To add to Rod’s comments, Texas’ dynamic city regions also parlayed their expertise in order to add to their economic portfolio. That’s also key.
Houston is the apex predator of the energy sector because it has the deepest cluster of energy-related goods, services and expertise arguably anywhere in the world.
But there’s more. Houston is also a nationally and even globally significant center of engineering. In large part, it’s because of a government commitment to aerospace spending. However, what sets Houston apart is that engineers are a professional class who have a great deal of agency in their career and business choices because of their knowledge and wealth generation.

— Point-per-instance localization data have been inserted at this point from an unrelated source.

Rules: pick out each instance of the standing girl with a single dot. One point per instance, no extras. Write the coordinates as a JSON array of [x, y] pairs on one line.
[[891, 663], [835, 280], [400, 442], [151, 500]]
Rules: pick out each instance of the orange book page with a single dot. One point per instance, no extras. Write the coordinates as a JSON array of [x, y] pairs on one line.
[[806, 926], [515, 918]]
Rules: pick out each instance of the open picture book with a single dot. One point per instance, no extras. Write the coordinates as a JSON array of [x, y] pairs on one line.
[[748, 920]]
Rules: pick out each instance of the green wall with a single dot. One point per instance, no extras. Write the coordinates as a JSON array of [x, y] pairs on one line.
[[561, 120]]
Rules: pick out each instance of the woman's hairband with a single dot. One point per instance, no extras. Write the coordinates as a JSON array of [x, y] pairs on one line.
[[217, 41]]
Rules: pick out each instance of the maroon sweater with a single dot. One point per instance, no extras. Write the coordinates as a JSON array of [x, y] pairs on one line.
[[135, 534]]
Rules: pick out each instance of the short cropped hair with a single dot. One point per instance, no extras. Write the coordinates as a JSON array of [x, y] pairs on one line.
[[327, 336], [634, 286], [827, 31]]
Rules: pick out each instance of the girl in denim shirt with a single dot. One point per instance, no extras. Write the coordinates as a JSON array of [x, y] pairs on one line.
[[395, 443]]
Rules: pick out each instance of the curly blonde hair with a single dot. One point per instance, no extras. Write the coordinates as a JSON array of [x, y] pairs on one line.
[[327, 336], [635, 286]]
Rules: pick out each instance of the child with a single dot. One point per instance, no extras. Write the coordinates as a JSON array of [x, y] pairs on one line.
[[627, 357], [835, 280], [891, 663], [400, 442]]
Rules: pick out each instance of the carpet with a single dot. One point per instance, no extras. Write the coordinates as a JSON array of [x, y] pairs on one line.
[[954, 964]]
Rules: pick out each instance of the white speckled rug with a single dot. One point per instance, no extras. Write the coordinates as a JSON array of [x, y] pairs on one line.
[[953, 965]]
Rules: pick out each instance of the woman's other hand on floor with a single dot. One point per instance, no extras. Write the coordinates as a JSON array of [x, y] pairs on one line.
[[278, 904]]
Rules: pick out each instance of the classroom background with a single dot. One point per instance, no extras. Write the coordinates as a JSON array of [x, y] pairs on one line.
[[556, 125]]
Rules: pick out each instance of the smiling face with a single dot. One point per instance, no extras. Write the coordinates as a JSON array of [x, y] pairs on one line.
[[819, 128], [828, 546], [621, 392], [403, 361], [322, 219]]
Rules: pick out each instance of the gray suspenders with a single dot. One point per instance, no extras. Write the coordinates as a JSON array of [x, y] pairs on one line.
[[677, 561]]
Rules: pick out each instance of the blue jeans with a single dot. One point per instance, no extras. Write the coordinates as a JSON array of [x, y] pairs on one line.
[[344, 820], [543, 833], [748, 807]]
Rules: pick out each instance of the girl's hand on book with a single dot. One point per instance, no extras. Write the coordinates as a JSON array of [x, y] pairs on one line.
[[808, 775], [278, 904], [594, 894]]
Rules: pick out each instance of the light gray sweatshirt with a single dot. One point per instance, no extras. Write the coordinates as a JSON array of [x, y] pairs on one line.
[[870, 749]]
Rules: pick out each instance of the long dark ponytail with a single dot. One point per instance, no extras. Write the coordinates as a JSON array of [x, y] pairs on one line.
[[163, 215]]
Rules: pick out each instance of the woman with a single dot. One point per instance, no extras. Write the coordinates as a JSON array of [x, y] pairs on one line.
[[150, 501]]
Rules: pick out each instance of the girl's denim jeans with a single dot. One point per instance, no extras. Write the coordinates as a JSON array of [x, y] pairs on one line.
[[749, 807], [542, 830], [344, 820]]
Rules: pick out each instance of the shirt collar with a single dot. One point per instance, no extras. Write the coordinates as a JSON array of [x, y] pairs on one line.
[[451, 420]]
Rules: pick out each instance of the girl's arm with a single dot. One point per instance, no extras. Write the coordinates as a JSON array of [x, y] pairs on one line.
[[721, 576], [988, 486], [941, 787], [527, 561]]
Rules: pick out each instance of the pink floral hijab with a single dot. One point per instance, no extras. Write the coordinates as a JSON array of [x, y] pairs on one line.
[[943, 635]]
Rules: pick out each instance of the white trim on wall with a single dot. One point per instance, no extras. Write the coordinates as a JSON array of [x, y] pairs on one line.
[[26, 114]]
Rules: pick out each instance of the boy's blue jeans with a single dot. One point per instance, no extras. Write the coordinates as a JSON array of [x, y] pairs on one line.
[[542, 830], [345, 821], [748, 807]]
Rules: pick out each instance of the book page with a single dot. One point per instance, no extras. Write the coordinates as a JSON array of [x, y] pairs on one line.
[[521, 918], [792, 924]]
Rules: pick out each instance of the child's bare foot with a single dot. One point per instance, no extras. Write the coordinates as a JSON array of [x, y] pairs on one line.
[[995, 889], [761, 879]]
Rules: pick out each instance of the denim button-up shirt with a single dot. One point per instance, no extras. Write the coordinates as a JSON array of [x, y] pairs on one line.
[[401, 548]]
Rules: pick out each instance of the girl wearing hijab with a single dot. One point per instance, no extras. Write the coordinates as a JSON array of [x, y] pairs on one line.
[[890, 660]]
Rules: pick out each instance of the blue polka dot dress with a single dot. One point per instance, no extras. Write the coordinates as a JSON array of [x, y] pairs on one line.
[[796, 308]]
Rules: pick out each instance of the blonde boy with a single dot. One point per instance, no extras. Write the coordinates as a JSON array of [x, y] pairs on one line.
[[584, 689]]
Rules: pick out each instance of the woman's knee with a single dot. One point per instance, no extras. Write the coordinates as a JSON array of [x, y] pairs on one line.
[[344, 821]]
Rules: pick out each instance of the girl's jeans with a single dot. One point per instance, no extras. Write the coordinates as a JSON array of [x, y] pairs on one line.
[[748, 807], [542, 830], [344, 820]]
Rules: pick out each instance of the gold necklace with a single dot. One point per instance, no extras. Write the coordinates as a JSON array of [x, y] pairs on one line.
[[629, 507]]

This has helped Houston specialize, and at the same time prevented the kind of overspecialization that killed economies like Detroit’s.
Engineering in aerospace and petrochemicals are vastly different and specialized on their own, but engineers can have the foundations of physics, mathematics and chemistry to apply in another field in journey-level work.
This expertise has also attracted biotech and medical science fields to Houston. (There aren’t apex predator-level city regions for these fields yet, but note that the regions that are seeing these sectors grow are in areas with a mature engineering sector: Houston, the Research Triangle, San Diego, the Bay Area).
So one of the other important elements for a city region to have is a sector that’s capable of producing wealth as well as jobs. The sector has to have the autonomy to make its own business decisions.
Texas as a whole grew, but the favorable growth happened in Dallas, Houston and Austin. The Border Belt also grew rapidly and added jobs, but not much wealth. That’s because it was a beneficiary of things beyond its control: immigration policy, NAFTA and work put there by faraway elites to capitalize on the former two.